RMSE, STD and MAE in mmHg.

shows a comparison between different methods and results that were focused on the continuous ABP and our results given in Table 3. In Sideris et al. [27] there were 42 subjects and records analyzed from MIMIC database, and each record was composed of two segments. Furthermore, a completely personalized approach was proposed, in which as many different models as subjects were created. On the contrary, in our approach just a single model needs to be trained. In Sadrawi et al. [28] the proposed DCAE model was trained with 18 subjects from closed data. Additionally, while DCAE model only accepted fixed input length, the methodology proposed in the present work does not have that limitation. Although in Sideris et al. [27] and Sadrawi et al. [28] MAE and RMSE values were lower than those in the present work, the number of subjects evaluated was lower and there was no subject’s data restriction between train and test sets.

It is important to mention that while all PPG signals came from the finger, it is unknown from which specific site of the arterial tree BP signals were recorded. Nevertheless, future studies could improve the results by specifying the sites of the source and target signals. Furthermore, the information about devices and filters used during data collection is also unknown for both PPG and ABP signals. Therefore, in addition to the fact that the type of drug supplied or the existence of previous pathologies is also unknown, the scenario does not meet the standards of a rigorous medical protocol.

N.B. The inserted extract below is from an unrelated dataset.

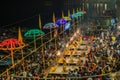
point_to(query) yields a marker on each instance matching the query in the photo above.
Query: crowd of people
(102, 59)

Finally, compared to the previous studies found in the literature, the presented architecture allows for the use of both raw signals and DI (age and gender) as inputs. An improvement in results can be observed when DI is considered (Table 1 and Table 3). Furthermore, without any modification in the architecture, other characteristics of the subject could be incorporated, such as ethnicity, weight, or height. Despite that many of them are present in the MIMIC-III CDB, the final number of subjects with extra information and also good quality records was less than 30% of the total used. Pre-existing conditions such as diabetes, chronic kidney disease, smoking, and dyslipidemia also could be incorporated.

5. Conclusions

In this paper, a new deep learning architecture to estimate the average arterial blood pressure morphology ($\overline{ABPM}$) is proposed. The proposed methodology, for each point that conforms the $\overline{ABPM}$, estimates the blood pressure value and classifies it according to the stage of the cardiac cycle to which belongs. To the best of our knowledge, this is a contribution to the literature because most of the existing approaches only estimate diastolic and systolic values. The methodology presented here also allows simultaneous use of subject demographic information and raw photoplethysmogram signal from the finger as model input. Further studies are needed with more specific databases in order to expand the presented results. In addition, the source code is shared concerning the reproducibility of the results. Finally, as a potential research direction, this methodology could be adapted to mobile devices where only one source signal is required.